Platten_The Tangent - The World That We Drive Through

Eine Gerade wird schnell fade

Der Nukleus aus Mitgliedern der Flower Kings und Po90 Degrees spaltet sein zweites Atomteilchen ab. Strahlende Aussichten?    03.10.2004

Ein Line-up wie aus dem Bilderbuch: Roine Stolt, Jonas Reingold, Zoltan Csorsz, Any Tillison, Sam Baine, Guy Manning und Theo Travis. Das prototypische Cover, schillernd und im "Heile Welt"-Stil, beschwört den Geist der Prog-Rock-Blütezeit, könnte - bissig bemerkt - aber auch einem Sekten-Werbeprospekt entsprungen sein (Ron L. Hubbard, rotiere!) . Dennoch steht das Cover-Bild in friedvoller Symbiose mit der Ästhetik und dem Klangbild der fünf bis zu 18 Minuten langen Mini-Epen auf "The World That We Drive Through".

Will heißen: Sieben hervorragende Musiker frickeln auf höchstem Niveau. Da sitzt jeder Tempowechsel, und egomanische Soli beweisen Kunst, Können sowie vornehme Zurückhaltung. Andy Tillisons Stimme erinnert an Ian Anderson, David Gilmour oder Keith Emerson - nicht schlecht, aber andernorts schon besser gehört.

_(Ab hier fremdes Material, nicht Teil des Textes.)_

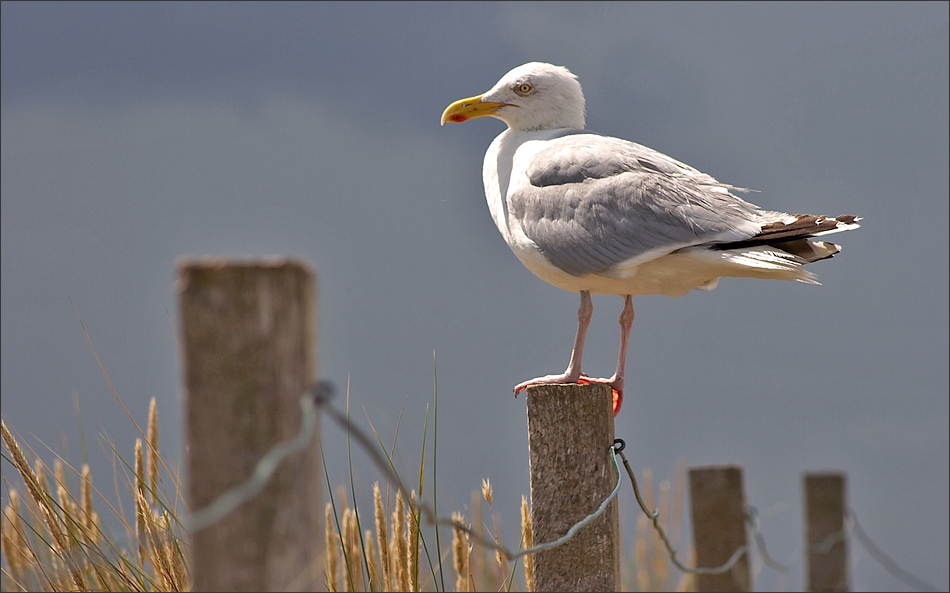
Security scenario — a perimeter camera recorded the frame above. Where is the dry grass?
[2,399,190,591]
[0,399,694,591]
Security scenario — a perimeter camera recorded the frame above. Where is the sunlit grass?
[0,344,694,591]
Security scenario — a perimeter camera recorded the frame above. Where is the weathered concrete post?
[527,384,620,591]
[689,465,752,591]
[178,259,323,591]
[802,473,851,591]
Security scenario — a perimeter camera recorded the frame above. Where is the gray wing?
[508,132,761,276]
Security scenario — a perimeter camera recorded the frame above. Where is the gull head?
[442,62,584,131]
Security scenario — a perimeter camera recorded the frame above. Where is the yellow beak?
[442,95,507,125]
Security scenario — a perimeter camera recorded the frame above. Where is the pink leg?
[581,295,633,415]
[515,290,594,397]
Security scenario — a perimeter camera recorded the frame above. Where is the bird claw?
[515,372,623,416]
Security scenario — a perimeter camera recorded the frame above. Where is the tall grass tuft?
[0,399,695,592]
[2,399,191,591]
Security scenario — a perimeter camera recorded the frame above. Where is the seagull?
[442,62,860,415]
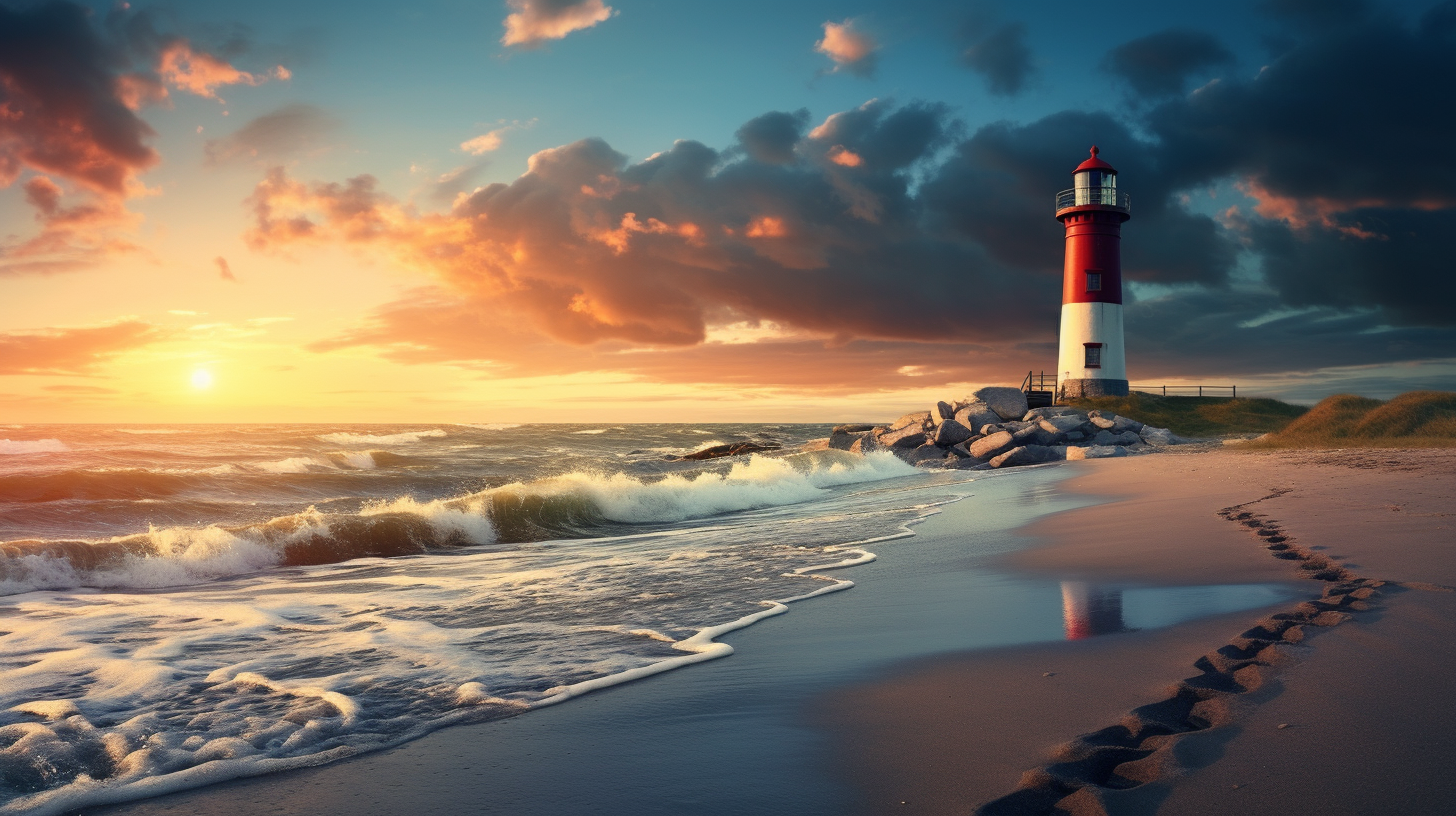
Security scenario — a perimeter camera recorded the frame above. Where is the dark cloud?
[737,108,810,165]
[204,103,341,165]
[0,321,166,374]
[961,23,1035,96]
[1102,29,1233,98]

Das heißt leider aber auch, daß hier nicht der geringste Mut zum Risiko spürbar ist, sondern nur abgekaute Ideen und fehlende Perspektiven beziehungsweise Visionen in Musik und/oder Text. Die makel-, aber auch schmucklose Produktion läßt die Tracks nach Dosenkost schmecken. Als Hörer wird man unweigerlich an Van der Graaf Generator, ELP, Porcupine Tree, Pink Floyd und die frühe Zeit von Genesis, Jan Hammer oder Gong erinnert. Etappenweise werden diese Blaupausen ein wenig zu schamlos bemüht, was schlicht geklaut klingt und eigene Ideen vermissen läßt.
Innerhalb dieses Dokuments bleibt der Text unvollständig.